Vom Programmheft des Pariser Festival d‘Automne grüßt ein Foto des Tänzers und Choreographen Merce Cunningham. Dem im Sommer dieses Jahres verstorbenen „unvergleichlichen Pionier“ (Programmheft) wird in diesem Herbst in Paris gehuldigt: Seine Compagnie zeigt das Stück Nearly 90/2, außerdem steuern Boris Charmatz und Jérôme Bel Arbeiten bei, die sich mit Cunninghams Werk befassen.

Um so erstaunlicher ist, wie unverdrossen offen letzterer seine Huldigung auslegt. Jérôme Bel, selbst Pionier eines Konzepttheaters, das den Tanz auf eine äußerst originelle Weise behandelt, hat mit dem Tänzer Cédric Andrieux ein Solo erarbeitet. Cédric Andrieux ist das fünfte Stück dieses seriellen Projekts, das mit minimalen Mitteln – es wird eine Künstlerbiographie erzählt und es werden Werkausschnitte getanzt – auskommt. Andrieux hat acht Jahre bei Cunningham verbracht, und so geht ein nicht unbeträchtlicher Teil des 75 Minuten langen Abends über den großen, damals schon alten Mann des modernen Tanzes.

Dem 1977 in Brest geborenen Andrieux schien ein Engagement bei Cunningham als Anstellung im Olymp seiner Profession. Die Ernüchterung folgte auf dem Fuße: Von den Proben, in denen auf Kommandos Cunninghams immer nur einzelne Abläufe geübt wurden („Shoulders“, „Bounces“, „Feet“), war Andrieux deprimiert. Im Pariser Théâtre de la Ville, wo Bels Stück am Montag Premiere hatte, kommentiert er die Übungen mit seinen Gefühlen: „Was ich am meisten gehasst habe“, „das mochte ich, weil es dynamischer ist“, und erzählt, dass er bei den zumeist stupiden, anstrengenden Übungen an seinen Kühlschrank und die Einkäufe am Abend gedacht habe.

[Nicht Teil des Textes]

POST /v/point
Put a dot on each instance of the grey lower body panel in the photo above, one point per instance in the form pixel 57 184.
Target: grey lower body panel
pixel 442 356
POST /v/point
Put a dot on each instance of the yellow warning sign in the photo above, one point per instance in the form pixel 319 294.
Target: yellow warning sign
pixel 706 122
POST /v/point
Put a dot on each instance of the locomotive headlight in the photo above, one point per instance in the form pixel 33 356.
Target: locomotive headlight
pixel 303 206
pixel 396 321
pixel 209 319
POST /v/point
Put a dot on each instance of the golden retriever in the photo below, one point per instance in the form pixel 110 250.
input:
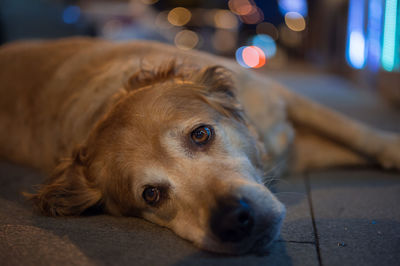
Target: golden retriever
pixel 185 140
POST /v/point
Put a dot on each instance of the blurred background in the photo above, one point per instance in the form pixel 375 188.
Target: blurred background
pixel 358 40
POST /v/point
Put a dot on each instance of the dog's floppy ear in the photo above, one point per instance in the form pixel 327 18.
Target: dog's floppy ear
pixel 148 75
pixel 221 94
pixel 68 191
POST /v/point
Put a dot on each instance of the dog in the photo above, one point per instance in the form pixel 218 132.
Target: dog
pixel 183 139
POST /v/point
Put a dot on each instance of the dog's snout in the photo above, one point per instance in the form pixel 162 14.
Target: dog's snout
pixel 232 220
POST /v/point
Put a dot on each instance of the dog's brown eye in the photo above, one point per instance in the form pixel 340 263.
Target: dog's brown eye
pixel 202 135
pixel 151 195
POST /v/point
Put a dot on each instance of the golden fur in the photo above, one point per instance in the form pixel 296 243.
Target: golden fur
pixel 107 120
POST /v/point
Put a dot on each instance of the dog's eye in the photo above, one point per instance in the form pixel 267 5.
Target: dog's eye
pixel 202 135
pixel 151 195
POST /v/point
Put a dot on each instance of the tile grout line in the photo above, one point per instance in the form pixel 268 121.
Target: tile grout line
pixel 308 190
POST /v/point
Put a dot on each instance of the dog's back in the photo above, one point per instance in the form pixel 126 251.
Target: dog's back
pixel 27 102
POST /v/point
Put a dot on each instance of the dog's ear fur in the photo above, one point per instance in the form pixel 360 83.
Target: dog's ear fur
pixel 221 94
pixel 68 191
pixel 147 75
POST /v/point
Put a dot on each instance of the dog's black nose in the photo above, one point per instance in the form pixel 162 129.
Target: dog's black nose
pixel 232 220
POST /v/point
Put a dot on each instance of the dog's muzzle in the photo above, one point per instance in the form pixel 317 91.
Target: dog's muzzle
pixel 232 220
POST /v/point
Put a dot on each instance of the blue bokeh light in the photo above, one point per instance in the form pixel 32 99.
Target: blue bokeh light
pixel 239 57
pixel 71 14
pixel 266 43
pixel 299 6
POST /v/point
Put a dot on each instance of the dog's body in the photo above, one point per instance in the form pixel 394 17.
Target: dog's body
pixel 133 117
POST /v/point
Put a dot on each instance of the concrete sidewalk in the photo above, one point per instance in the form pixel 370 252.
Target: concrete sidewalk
pixel 335 217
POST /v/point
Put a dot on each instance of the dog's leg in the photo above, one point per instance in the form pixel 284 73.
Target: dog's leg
pixel 311 151
pixel 384 147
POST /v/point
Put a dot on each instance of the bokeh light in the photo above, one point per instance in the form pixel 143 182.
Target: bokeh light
pixel 179 16
pixel 149 2
pixel 162 20
pixel 224 40
pixel 265 43
pixel 253 17
pixel 268 29
pixel 240 7
pixel 71 14
pixel 389 35
pixel 357 49
pixel 186 39
pixel 299 6
pixel 250 57
pixel 224 19
pixel 295 21
pixel 289 37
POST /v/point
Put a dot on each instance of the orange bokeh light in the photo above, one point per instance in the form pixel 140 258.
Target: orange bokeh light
pixel 253 57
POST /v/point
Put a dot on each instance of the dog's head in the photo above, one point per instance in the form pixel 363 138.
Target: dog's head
pixel 178 151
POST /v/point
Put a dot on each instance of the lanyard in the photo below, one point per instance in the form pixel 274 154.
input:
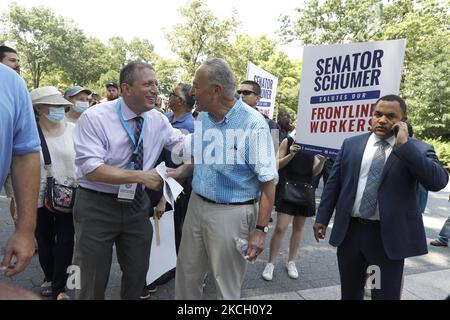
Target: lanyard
pixel 128 129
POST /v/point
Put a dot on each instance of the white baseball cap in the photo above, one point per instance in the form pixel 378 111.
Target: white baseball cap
pixel 48 95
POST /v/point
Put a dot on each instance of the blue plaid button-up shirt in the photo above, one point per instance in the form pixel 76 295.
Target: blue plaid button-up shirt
pixel 233 157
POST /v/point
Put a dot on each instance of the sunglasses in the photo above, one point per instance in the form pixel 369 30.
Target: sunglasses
pixel 245 92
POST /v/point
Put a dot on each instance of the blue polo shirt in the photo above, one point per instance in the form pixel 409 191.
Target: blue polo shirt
pixel 18 131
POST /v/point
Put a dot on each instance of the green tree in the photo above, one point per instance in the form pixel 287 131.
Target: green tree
pixel 200 34
pixel 423 23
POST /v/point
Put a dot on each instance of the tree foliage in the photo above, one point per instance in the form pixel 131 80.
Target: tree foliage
pixel 200 34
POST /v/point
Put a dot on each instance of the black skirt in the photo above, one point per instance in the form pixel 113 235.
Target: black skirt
pixel 293 209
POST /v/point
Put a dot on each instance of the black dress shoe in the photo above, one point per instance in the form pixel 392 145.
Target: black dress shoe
pixel 438 243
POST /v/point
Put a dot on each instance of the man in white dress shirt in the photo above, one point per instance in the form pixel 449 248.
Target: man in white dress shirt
pixel 117 145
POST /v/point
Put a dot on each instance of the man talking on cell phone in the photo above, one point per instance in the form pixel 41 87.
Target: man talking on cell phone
pixel 372 186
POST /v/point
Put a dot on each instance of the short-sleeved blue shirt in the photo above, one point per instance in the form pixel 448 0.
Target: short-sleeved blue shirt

Es ist diese Genauigkeit des Texts, die dem Abend seine Tiefe verleiht. In der fast schüchternen Nüchternheit mit der Andrieux allein auf der großen, leeren Bühne des Théâtre de la Ville steht werden die Arbeitsbedingungen unter Cunningham sichtbar, der, weil er ob seines hohen Alters nicht mehr selber vortanzen konnte, seine Figuren am Computer mit einem eigens für ihn entwickelten Programm kreierte und dann durch detaillierte Befehle („Arm, links, seitlich, mittelhoch, gespannt“) seinen Tänzern übermittelte. Ein wackeliger Andrieux führt die Unmöglichkeit der Computer-Simulation vor, und berichtet, dass sich Cunningham nur noch für die Momente des Scheiterns interessiert habe, zu denen er seine Tänzer bei der Arbeit an der Grenze ihrer Fähigkeiten trieb. Durch die Sachlichkeit, mit der Andrieux berichtet, bleibt dem Publikum Erregung und Entspannung überlassen – nie gerät der Abend zu einer Abrechnung.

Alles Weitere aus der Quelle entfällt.